Siamo così trasportati sul Nuovo Mondo, proprio come i soldati che stanno atterrando nella base di Pandora con lo scopo di accaparrarsi i giacimenti minerari di cui è ricco il sottosuolo del pianeta.
E trasportati lo siamo in tutti i sensi. La potenza visiva è impressionante, siamo immersi in una nuova dimensione, come avvolti dallo schermo e dai soggetti.
Niente a che vedere con "A Christmas' Carol" e tantomeno con lo stupendo "Up" : si capisce subito che si è davanti a qualcosa di davvero straordinario.
C'è qualcosa di ipnotico nella visione: sei conscio di assistere a un film di fantascienza, ma hai la strana sensazione di essere in una realtà "vera", non digitale.
Accidenti, non ho mai visto nulla di simile, è spiazzante. Mi ricorda qualcosa, ma non mi è chiaro. Anzi no, ci sono. Leonardo! Leonardo e i suoi paesaggi. Come il Genio toscano che per primo introdusse la prospettiva cromatica e quella aerea nei suoi dipinti (deducendo l'incapacità dell'occhio umano di focalizzare la visione d'insieme a causa dell'atmosfera che si interpone tra il soggetto e il paesaggio stesso) così Cameron mi sta mostrando il paesaggio di Pandora intorno alla base.

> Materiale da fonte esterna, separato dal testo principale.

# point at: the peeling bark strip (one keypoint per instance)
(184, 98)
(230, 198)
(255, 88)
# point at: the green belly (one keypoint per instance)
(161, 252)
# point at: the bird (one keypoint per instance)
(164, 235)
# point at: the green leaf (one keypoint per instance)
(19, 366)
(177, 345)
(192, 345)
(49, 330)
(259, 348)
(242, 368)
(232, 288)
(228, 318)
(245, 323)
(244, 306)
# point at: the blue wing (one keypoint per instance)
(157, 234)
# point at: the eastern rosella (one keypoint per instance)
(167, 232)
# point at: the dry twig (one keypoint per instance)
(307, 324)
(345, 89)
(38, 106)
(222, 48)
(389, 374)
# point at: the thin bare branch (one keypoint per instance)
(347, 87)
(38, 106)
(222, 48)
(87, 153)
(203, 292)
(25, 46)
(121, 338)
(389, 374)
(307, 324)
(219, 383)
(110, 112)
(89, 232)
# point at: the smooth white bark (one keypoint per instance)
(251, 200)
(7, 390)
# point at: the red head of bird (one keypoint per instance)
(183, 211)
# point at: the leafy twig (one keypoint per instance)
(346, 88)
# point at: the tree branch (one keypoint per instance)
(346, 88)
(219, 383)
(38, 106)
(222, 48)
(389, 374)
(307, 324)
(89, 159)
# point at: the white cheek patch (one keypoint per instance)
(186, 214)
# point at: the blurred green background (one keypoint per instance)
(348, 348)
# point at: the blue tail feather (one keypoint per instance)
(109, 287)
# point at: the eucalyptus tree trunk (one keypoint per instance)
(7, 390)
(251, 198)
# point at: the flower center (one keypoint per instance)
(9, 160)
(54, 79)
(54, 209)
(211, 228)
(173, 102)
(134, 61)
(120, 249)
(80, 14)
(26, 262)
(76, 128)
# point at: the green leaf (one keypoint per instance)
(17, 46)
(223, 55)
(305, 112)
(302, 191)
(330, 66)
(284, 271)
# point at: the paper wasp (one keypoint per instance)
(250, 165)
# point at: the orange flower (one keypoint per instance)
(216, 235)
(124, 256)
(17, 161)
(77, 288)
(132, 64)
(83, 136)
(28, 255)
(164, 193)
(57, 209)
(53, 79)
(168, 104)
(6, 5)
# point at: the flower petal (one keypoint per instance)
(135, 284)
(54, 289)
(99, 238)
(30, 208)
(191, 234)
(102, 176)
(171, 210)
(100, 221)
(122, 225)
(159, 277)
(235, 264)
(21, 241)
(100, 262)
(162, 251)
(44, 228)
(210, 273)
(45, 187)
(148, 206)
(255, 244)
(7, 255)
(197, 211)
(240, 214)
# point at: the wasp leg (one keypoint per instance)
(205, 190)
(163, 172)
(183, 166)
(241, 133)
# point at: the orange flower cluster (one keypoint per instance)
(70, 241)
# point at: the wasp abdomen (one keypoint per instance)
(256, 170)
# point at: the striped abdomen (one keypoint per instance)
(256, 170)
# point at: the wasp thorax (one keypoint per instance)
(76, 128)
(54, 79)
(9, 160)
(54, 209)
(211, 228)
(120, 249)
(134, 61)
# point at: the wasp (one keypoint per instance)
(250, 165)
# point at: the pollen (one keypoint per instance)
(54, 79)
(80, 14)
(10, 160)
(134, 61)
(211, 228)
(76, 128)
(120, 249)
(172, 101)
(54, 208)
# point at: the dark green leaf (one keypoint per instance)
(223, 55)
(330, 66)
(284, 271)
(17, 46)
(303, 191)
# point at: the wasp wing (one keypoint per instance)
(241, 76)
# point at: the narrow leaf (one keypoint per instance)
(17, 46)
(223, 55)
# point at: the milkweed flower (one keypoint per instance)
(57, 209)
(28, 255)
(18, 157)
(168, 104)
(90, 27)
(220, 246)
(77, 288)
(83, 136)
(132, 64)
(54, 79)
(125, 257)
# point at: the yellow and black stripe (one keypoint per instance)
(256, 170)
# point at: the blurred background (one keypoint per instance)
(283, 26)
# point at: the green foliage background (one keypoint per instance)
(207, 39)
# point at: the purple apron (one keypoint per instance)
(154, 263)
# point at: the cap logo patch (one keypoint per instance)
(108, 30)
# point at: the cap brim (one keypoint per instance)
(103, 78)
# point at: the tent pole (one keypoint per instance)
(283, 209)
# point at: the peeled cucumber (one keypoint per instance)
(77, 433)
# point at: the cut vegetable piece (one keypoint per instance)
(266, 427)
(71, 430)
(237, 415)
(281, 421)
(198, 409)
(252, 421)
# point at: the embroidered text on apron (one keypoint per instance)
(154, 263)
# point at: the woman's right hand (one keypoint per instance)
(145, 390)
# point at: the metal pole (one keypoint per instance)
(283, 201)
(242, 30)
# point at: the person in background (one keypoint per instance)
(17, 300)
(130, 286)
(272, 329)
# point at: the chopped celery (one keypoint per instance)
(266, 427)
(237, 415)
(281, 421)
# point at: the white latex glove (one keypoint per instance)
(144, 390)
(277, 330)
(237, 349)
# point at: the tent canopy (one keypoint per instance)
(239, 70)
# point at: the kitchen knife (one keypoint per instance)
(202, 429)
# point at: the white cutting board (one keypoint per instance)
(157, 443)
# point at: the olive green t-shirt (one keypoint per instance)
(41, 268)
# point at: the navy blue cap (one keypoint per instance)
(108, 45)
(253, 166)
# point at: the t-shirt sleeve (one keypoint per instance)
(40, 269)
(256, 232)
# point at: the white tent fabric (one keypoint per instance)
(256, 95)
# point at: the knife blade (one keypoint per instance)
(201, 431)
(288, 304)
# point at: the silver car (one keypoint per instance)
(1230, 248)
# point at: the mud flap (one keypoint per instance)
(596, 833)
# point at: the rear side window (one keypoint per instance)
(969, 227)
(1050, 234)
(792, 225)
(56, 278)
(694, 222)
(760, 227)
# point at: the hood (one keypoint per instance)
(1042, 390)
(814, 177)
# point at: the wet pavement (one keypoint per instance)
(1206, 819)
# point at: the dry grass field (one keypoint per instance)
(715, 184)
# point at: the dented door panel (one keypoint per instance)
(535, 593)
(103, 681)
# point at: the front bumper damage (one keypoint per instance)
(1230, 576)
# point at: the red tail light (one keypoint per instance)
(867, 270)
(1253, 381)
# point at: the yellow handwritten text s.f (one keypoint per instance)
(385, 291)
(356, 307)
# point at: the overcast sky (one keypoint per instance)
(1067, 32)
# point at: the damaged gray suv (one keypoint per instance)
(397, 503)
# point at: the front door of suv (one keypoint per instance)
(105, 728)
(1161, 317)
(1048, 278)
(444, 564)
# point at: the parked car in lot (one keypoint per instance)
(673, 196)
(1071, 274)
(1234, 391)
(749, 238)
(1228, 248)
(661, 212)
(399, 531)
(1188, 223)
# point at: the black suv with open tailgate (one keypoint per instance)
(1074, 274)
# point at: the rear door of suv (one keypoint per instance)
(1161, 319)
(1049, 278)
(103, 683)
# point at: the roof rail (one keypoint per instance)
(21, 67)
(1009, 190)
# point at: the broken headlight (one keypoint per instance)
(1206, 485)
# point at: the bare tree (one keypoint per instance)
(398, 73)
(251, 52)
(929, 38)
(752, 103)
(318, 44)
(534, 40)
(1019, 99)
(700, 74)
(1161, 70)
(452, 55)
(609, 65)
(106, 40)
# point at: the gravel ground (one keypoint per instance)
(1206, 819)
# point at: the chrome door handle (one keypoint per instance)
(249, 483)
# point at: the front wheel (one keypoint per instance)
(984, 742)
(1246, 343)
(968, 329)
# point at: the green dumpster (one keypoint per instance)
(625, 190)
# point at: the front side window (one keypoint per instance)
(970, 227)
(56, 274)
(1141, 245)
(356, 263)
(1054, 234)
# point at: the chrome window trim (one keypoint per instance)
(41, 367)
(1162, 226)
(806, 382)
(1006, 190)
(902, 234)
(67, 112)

Luce, aria, polvere, foglie: tutto contribuisce alla riuscita visiva. È incredibile, siamo in diurna e lo sbalordimento è totale. Ma il meglio deve ancora arrivare.
Perché la prima scena notturna quando l'avatar del protagonista Jake (Sam Worthington) è solo nella foresta lascia letteralmente senza fiato. Lo spettatore come il protagonista.
Un momento onirico, magico, un'immersione totale. I contorni indefiniti degli oggetti scuri sono solo rischiarati da leggerissime fonti di luce fluorescenti emanate da piante misteriose o microscopici esseri animati. Anche il più impercettibile elemento contribuisce a illuminare la scena , ma la magistrale realizzazione tecnica non è fine a se stessa. Non è un puro esercizio di stile, un florilegio di trovate tridimensionali studiate per sbalordire lo spettatore. Tutto contribuisce a portarci dentro la nuova dimensione e Cameron ci sta riuscendo alla grande. Gli alberi sembrano vivi, così come i fiori, l'acqua, la nebbia. Le cavalcate degli indigeni Nà Vi sul dorso dei grandi volatili di Pandora ci fanno vivere quasi da protagonisti questa nuova avventura.

La partecipazione è totale, nel bene e nel male. Come quando arrivano le inevitabili e previste scene di battaglia. Sono impressionanti, gli 11.000 watt dell'Imax sono spinti al massimo e si percepisce lo spostamento d'aria come se anche il fumo delle bombe avesse fisicità. Le citazioni da precedenti film sono infinite, è vero, ma vederle in questa maniera è come non averle mai vissute. La partecipazione è totale, il pathos del film ha ormai completamente preso il posto dei pensieri tecnici, dei milioni di dollari spesi e di qualche piccola semplificazione narrativa.
Ormai sono le tre di notte e durante le due ore e mezza di proiezione neanche il minimo cedimento al sonno. E fino al rientro in albergo nemmeno il freddo della notte londinese riesce a riportarmi alla realtà. Poi un fruscio, mi giro aspettandomi qualcosa di sorprendente ma è solo la porta dell'hotel. E' il momento di sognare, però a occhi chiusi.